Korean, Edit

Chapter 16. Linear Regression Analysis

Higher category: 【Statistics】 Statistics Overview


1. regression analysis

2. simple linear regression model

3. multiple linear regression model



1. regression analysis 

⑴ regression analysis: representing a particular variable as a dependency of one or multiple other variables

① more precisely, y ~ X (assuming y ∈ ℝ) 

○ included in a supervised algorithm

(note) classification : y ~ X (assyming | { y } | < ∞ ) 

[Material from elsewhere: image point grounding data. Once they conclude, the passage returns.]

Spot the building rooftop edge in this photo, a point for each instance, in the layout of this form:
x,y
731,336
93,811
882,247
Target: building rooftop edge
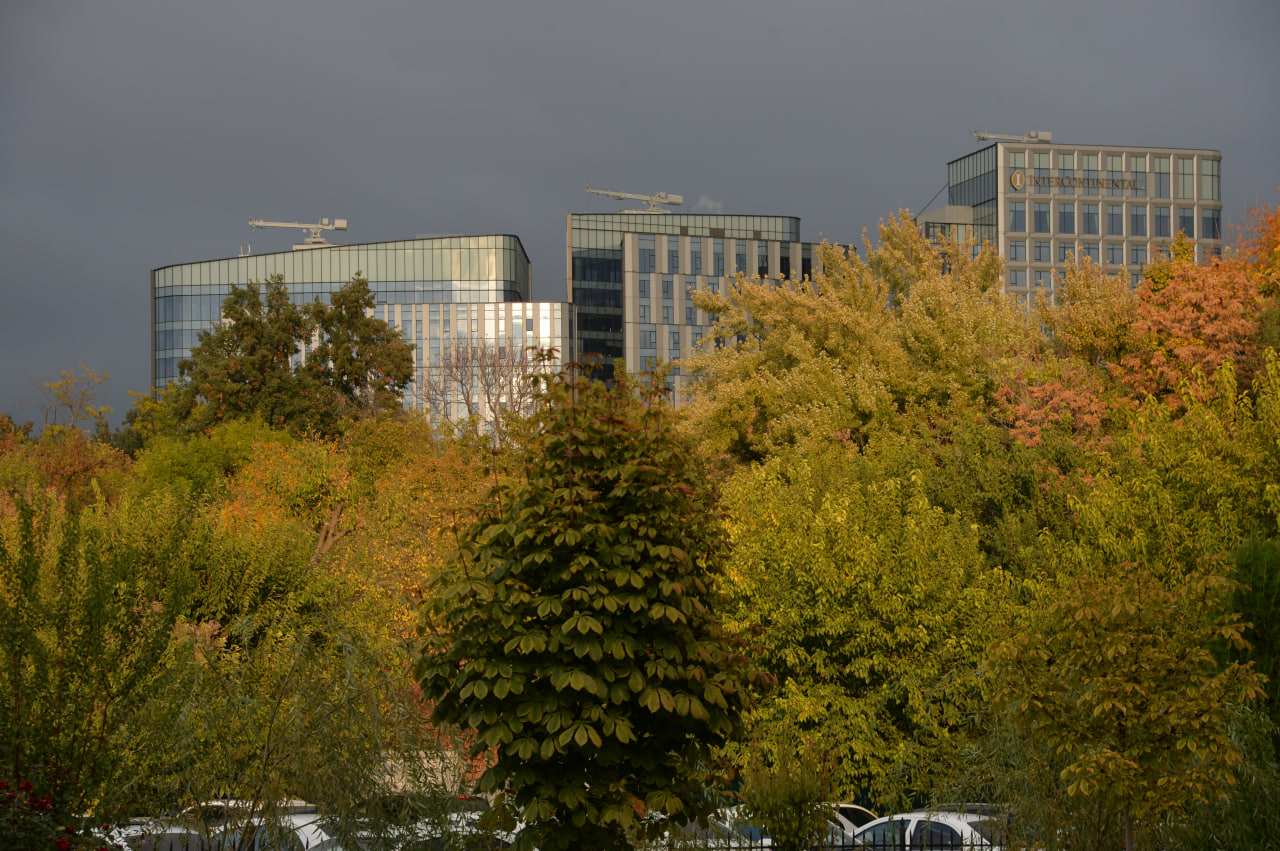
x,y
351,245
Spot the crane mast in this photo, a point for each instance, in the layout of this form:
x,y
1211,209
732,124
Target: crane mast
x,y
315,237
652,200
1040,137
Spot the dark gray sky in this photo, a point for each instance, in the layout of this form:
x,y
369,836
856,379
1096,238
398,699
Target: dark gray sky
x,y
140,135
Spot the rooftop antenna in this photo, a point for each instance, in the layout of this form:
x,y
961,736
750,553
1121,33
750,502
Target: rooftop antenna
x,y
652,200
1040,137
315,238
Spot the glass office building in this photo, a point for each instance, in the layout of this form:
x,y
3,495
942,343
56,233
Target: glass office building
x,y
1045,204
631,278
442,293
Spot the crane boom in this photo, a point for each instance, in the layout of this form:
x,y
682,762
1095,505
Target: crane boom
x,y
652,200
1042,137
316,236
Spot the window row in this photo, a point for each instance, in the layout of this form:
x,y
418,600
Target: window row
x,y
1092,218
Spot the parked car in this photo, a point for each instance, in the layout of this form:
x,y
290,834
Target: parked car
x,y
932,831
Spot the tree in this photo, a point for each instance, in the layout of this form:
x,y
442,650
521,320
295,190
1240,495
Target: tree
x,y
1118,680
480,384
364,361
255,362
576,628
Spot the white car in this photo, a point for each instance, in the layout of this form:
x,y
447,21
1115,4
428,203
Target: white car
x,y
931,831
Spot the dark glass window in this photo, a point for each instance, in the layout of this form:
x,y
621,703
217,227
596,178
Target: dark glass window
x,y
1018,216
1187,220
1041,223
1138,222
1088,218
1066,218
1115,220
1211,224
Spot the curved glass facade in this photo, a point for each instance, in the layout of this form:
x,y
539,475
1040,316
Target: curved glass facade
x,y
469,291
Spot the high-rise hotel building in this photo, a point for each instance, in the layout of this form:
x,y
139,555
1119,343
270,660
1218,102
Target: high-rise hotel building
x,y
1043,204
443,293
632,274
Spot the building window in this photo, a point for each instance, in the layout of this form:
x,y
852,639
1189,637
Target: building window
x,y
1138,222
1185,177
1018,216
1160,225
1211,224
1160,167
1066,173
648,256
1115,220
1041,211
1138,174
1088,218
1210,170
1089,168
1115,174
1041,173
1187,222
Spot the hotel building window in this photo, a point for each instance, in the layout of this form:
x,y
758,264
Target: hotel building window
x,y
1211,224
1210,181
1115,174
1089,167
1138,174
1041,210
1115,220
1138,222
1089,218
1018,216
1066,170
1160,167
1185,178
1187,220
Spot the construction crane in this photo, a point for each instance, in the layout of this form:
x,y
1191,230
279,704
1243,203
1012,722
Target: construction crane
x,y
316,237
1042,137
652,200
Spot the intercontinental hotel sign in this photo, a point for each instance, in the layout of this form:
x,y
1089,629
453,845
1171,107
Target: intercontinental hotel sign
x,y
1019,181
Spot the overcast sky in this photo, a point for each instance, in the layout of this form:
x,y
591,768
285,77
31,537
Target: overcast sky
x,y
141,135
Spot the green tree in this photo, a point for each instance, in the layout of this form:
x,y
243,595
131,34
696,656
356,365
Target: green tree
x,y
1119,681
362,360
295,366
576,628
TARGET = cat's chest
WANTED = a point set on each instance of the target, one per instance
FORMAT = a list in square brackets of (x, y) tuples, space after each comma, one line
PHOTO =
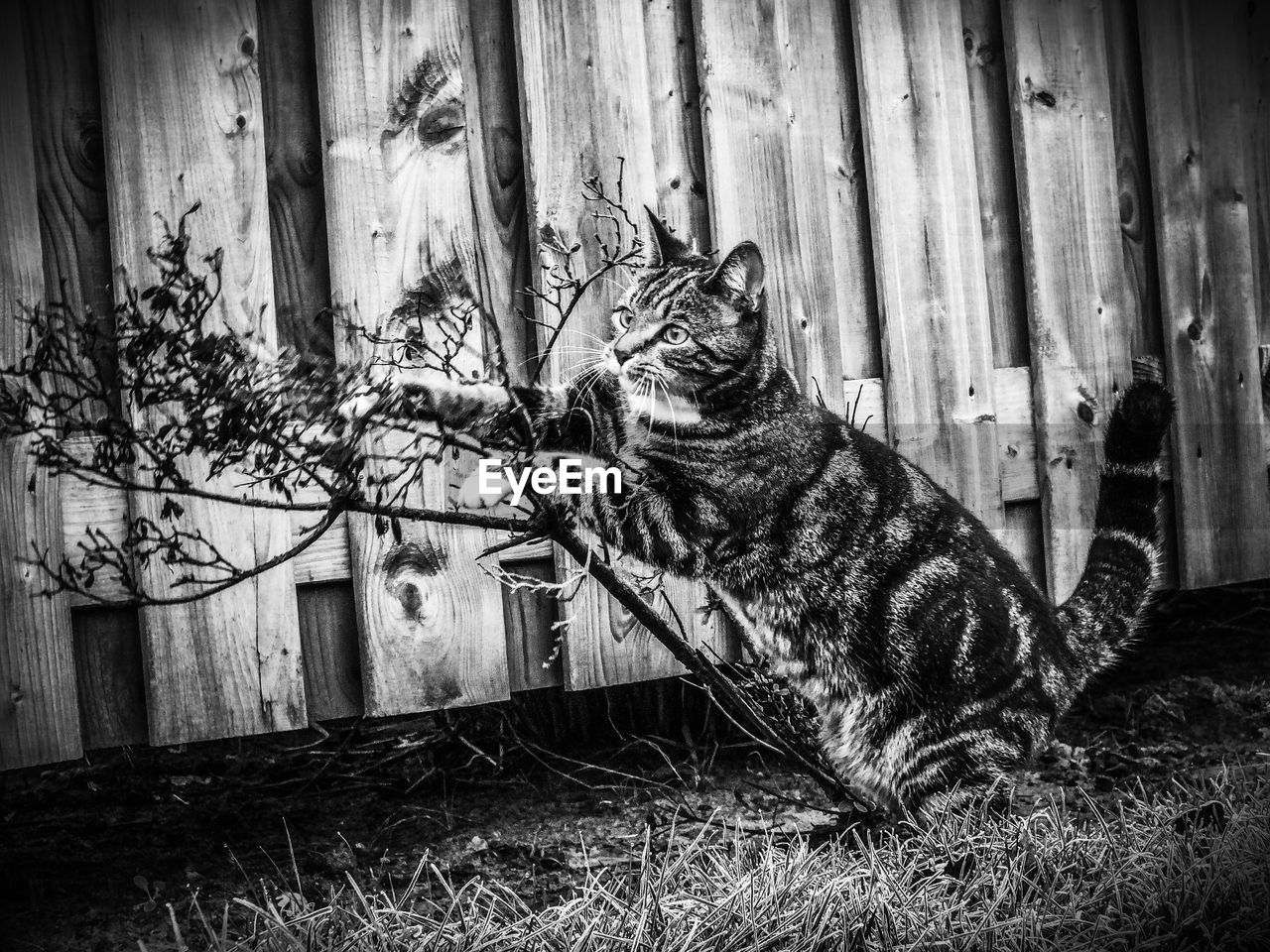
[(761, 626)]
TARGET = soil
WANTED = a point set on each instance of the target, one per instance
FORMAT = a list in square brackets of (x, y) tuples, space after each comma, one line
[(91, 855)]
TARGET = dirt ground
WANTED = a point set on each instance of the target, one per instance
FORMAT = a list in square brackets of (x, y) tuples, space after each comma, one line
[(91, 855)]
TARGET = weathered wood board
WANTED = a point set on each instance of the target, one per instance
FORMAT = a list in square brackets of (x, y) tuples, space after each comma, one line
[(493, 113), (588, 111), (402, 230), (994, 167), (73, 231), (784, 157), (181, 98), (679, 154), (1198, 131), (1133, 175), (39, 712), (302, 294), (929, 245), (1080, 309)]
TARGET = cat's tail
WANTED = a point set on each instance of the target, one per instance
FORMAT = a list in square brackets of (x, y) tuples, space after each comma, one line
[(1100, 616)]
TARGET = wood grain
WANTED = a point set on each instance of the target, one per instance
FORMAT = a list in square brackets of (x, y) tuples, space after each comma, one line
[(73, 230), (1080, 309), (183, 123), (784, 157), (1025, 538), (399, 212), (1257, 91), (111, 676), (675, 100), (1133, 175), (70, 166), (1197, 125), (293, 157), (588, 111), (39, 715), (929, 245), (994, 168), (530, 616), (302, 294), (327, 635), (493, 111)]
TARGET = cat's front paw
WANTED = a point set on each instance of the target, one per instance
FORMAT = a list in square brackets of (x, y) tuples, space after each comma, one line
[(483, 490)]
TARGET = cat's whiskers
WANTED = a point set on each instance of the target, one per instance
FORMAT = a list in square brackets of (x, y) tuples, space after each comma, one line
[(675, 420)]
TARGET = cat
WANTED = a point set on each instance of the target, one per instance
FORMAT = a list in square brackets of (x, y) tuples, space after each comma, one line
[(934, 661)]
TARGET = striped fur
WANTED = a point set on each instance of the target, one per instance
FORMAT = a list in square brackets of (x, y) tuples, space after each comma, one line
[(937, 665)]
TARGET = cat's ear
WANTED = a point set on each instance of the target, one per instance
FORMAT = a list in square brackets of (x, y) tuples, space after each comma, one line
[(662, 248), (739, 277)]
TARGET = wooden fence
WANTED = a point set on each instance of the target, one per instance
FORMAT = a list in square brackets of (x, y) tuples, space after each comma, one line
[(975, 216)]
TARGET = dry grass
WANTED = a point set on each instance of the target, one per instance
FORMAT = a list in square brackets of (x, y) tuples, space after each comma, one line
[(1185, 869)]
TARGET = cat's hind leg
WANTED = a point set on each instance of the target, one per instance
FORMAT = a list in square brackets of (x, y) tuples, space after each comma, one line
[(969, 771)]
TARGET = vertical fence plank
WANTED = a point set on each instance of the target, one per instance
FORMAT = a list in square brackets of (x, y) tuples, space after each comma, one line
[(929, 246), (679, 154), (39, 710), (532, 656), (1133, 176), (1080, 311), (497, 162), (585, 111), (1197, 125), (1259, 93), (400, 229), (784, 157), (502, 231), (66, 118), (302, 294), (293, 144), (182, 107), (994, 164)]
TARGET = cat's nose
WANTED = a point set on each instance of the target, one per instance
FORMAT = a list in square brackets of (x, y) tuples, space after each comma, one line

② Specific variables: The name dependent variable is representative, but there are several names

○ response variable (response variable, response variable)

○ Outcome variable

○ Target variable

○ Output variable

○ Predicted variable

③ Other variables: The name independent variable is representative, but there are several names

○ Experimental variables

○ Explanatory variable

○ Predictor variable

○ Regressor

○ Covariate

○ Controlled variable

○ Managed variable

○ Exposure variable

○ Risk factor

○ Input variable

○ Variable (feature)

⑵ (comparison) cross-analysis and analysis of variance 

① regression analysis: independent variables are measurable variables. dependent variables are measurable variables

○ regression analysis shows the causal relationship of an independent variable to a dependent variable

○ the proof of actual causality is not required because the purpose is the prediction itself 

○ example : the length of an uncalcified bone for a 6-year-old child predicts additional height to grow, but is not causal

② cross analysis: independent variables are categorical (classified) variables. dependent variables are categorical (classified) variables

○ cross analysis is simply a representation of the correlation between variables

③ analysis of variance: independent variables are categorical (classified) variables. dependent variables are measurable variables

⑶ simple regression analysis and multiple regression analysis

① simple regression analysis: regression with one independent variable

② multiple regression analysis: regression with more than one independent variables

⑷ Variable Selection Methods

① Forward Selection

○ Step 1. Start with a constant model that only includes the intercept

○ Step 2. Sequentially add independent variables considered important to the model

② Backward Elimination

○ Step 1. Start with a model that includes all candidate independent variables

○ Step 2. Remove variables one by one, starting with the one that has the least impact based on the sum of squares

○ Step 3. Continue removing independent variables until there are no more statistically insignificant variables

○ Step 4. Select the model at this stage

③ Stepwise Method

○ Step-by-Step Addition: If the importance of existing variables weakens due to the addition of a new variable, remove the affected variable

○ Stepwise Elimination: Review which variables are removed and stop when there are no more to remove

⑸ Model Selection Criteria

① Overview

○ Method of penalizing the complexity of the model

○ Calculate AIC and BIC for all candidate models and select the model with the minimum value

② AIC (Akaike Information Criterion)

○ AIC = -2 ln (L) + 2p (where ln (L) is model fit, L is the likelihood function, p is the number of parameters)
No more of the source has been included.